This article explores the basic development and pathophysiology of the thyroid gland. New factors in the normal development of the thyroid in the neonate are mentioned. The incidence of congenital hypothyroidism continues to increase. We describe congenital hypothyroidism, its possible etiologies, treatment and outcomes. We explore hypothyroxinanemia in pre-term neonates and the risk/benefit of prophylactic thyroid hormone replacement. We discuss the late rise of thyrotropin (TSH) in ill infants and those with very low birth weight. Ill infants or those born premature should have their thyroid function tests routinely monitored. On the occasion of borderline thyroid function test results, TRH testing can be useful in identifying those infants with either persistent or transient hypothyroidism. TRH testing is also helpful in identifying those patients with secondary hypothyroidism. With the early identification and prompt and proper treatment, neonates with congenital hypothyroidism, transient or persistent, should have positive long-term outcomes.

Keywords:
congenital hypothyroidism, thyroxine

Introduction

Goiter was first described between the years 2838-2698 B.C.E in the book Pen-Ts’ao Tsing (A Treatise on Herbs and Roots).

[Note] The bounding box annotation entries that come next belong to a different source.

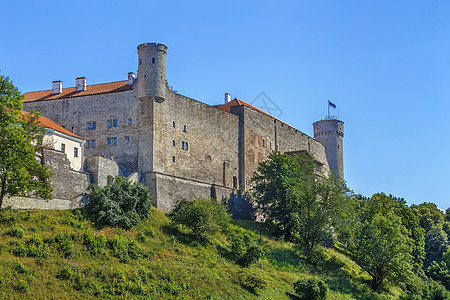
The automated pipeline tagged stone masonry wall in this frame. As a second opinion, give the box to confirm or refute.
[231,106,328,189]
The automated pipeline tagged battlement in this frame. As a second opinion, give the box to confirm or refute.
[138,43,167,52]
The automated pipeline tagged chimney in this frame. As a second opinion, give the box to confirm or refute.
[75,77,86,92]
[52,80,62,95]
[225,93,231,104]
[128,72,136,85]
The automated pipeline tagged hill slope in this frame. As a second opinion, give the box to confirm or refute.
[0,209,402,299]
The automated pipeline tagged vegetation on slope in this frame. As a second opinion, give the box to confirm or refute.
[0,208,422,299]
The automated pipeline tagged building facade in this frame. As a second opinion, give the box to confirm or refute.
[24,43,342,211]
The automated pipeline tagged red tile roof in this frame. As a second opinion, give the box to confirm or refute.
[22,111,83,140]
[23,80,133,102]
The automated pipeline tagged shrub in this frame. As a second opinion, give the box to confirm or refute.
[87,177,152,229]
[294,278,328,300]
[238,269,267,294]
[16,280,30,293]
[229,233,264,267]
[173,199,231,240]
[8,226,25,239]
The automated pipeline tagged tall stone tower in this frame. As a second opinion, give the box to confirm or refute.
[313,116,344,180]
[137,43,168,178]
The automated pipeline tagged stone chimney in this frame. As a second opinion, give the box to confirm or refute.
[75,77,86,92]
[225,93,231,104]
[52,80,62,95]
[128,72,136,85]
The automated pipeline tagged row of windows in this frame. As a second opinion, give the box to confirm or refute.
[61,144,78,157]
[86,118,133,129]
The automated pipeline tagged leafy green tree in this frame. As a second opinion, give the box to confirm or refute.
[172,199,231,241]
[253,152,350,258]
[411,202,445,232]
[0,75,53,208]
[87,177,153,229]
[348,194,413,289]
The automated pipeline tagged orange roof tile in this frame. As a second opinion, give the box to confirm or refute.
[23,80,133,102]
[22,111,83,140]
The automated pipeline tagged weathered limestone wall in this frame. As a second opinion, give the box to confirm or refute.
[313,119,344,179]
[84,156,120,187]
[24,86,139,175]
[148,173,234,212]
[42,148,89,200]
[231,106,328,189]
[2,197,85,210]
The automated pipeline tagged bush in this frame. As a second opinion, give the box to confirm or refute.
[238,269,267,294]
[173,199,231,241]
[8,226,25,239]
[229,233,264,267]
[294,278,328,300]
[87,177,152,229]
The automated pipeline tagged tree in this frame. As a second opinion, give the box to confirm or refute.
[253,152,350,258]
[348,194,413,289]
[87,177,152,229]
[0,75,53,208]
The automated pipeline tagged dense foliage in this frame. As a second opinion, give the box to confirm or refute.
[173,199,231,241]
[87,177,152,229]
[0,75,53,208]
[253,152,351,257]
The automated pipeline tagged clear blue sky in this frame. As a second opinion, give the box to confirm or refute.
[0,0,450,209]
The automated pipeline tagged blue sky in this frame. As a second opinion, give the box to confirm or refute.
[0,1,450,209]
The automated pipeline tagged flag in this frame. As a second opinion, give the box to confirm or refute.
[328,100,336,108]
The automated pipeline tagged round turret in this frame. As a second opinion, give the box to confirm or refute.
[138,43,167,102]
[313,119,344,180]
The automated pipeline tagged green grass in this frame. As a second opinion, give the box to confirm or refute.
[0,209,402,300]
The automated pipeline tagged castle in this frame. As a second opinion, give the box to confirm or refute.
[24,43,344,211]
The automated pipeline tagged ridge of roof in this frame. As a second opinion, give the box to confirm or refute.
[22,111,83,140]
[22,80,133,102]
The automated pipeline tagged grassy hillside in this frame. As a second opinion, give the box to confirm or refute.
[0,209,402,299]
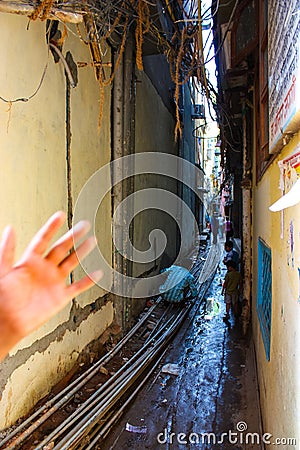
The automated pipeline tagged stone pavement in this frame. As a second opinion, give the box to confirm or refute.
[103,263,263,450]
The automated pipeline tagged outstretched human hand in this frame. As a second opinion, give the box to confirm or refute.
[0,211,102,360]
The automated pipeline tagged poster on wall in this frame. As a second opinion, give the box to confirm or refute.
[268,0,300,153]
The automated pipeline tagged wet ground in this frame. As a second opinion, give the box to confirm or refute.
[99,263,263,450]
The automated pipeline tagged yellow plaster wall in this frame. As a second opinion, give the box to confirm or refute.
[134,72,177,275]
[0,14,113,426]
[0,302,114,428]
[253,134,300,442]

The supposed author, emperor Shen-Nung, recommended the seaweed Sargassum as an effective remedy for goiter (1). It was not until the 1st century B.C.E. that the writings of Roman authors Vitruvius, Pliny the Elder and Juvenal, made reference to endemic goiter in a region of the Alps. Although already recognized as a medical condition, congenital hypothyroidism was not mentioned in medical texts until year 1300 by Arnaldus de Villanova (goitres in Lucca) and Lanfrancus (goitres in Lombardy) (2). There have been many advances in the study of congenital hypothyroidism since then, most notably in the past forty years.

Normal thyroid function is essential for the growth and neurodevelopment of infants and young children. Abnormalities of thyroid gland development, migration and function can all lead to congenital hypothyroidism. Recent reviews have included defects in the sodium-iodide transporter and the thyrotropin (TSH) receptor, as well as the transcription factors (TFs) PAX-8, TTF1, TTF2 and others, all of which may be associated with abnormalities in thyroid function.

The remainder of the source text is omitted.